Imagine se deparar na beira da estrada com um recém-nascido? Foi o que aconteceu, em março de 2021, com uma equipe da Polícia Militar Ambiental de Mato Grosso do Sul, que encontrou um filhote de tamanduá-bandeira às margens da BR-262, completamente desorientado e sem sinal da mãe. Ele ainda estava com o cordão umbilical. Vou contar agora a história desse filhotinho, que foi batizado de Joaquin.
Viajar pelas rodovias de Mato Grosso do Sul desperta sentimentos conflitantes. Ao mesmo tempo em que passamos por belíssimas paisagens de Cerrado e Pantanal, vemos nos acostamentos dezenas de animais silvestres vítimas de colisão com veículos.
A BR-262 que atravessa o Pantanal Sul é uma das que mais registra atropelamentos de fauna. Mais que colocar a vida dos motoristas em risco, é também um perigo para os animais, muitos na lista daqueles ameaçados de extinção. Há anos pesquisadores e organizações não governamentais denunciam a carnificina na rodovia e exigem medidas de mitigação.
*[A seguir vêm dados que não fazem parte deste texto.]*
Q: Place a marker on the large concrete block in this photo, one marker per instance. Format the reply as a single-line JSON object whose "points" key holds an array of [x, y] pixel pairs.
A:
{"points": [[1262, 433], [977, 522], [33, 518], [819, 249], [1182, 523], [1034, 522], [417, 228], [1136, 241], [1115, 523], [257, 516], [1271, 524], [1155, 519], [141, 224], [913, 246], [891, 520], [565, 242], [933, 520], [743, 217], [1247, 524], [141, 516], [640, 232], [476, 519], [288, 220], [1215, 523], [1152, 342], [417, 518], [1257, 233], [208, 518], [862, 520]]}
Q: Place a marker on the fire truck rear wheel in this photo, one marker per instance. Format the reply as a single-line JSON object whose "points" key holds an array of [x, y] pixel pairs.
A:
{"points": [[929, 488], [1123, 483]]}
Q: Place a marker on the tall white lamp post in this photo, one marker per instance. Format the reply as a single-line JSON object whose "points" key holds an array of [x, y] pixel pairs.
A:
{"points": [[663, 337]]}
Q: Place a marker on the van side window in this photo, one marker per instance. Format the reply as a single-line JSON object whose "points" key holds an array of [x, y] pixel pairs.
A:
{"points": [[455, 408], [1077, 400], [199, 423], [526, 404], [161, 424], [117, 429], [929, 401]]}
Somente entre 2023 a 2024, 2.300 animais silvestres morreram atropelados na BR-262 no trecho de 350 km que vai de Campo Grande até a ponte sobre o rio Paraguai em Corumbá (há pouquíssimos dias uma onça-pintada foi morta ali). E os especialistas ainda acreditam que o número pode ser maior porque muitos animais nem sempre morrem na hora, podem escapar para o mato e morrer em decorrência das lesões, sem entrarem nas estatísticas. No ano passado, o Instituto SOS Pantanal denunciou a situação e a mobilização resultou na assinatura de um projeto do DNIT, Departamento Nacional de Infraestrutura de Transporte, onde o órgão que gere a BR se comprometeu a fazer obras de adaptação e mitigação para reduzir os atropelamentos. Contudo, até hoje elas não foram feitas…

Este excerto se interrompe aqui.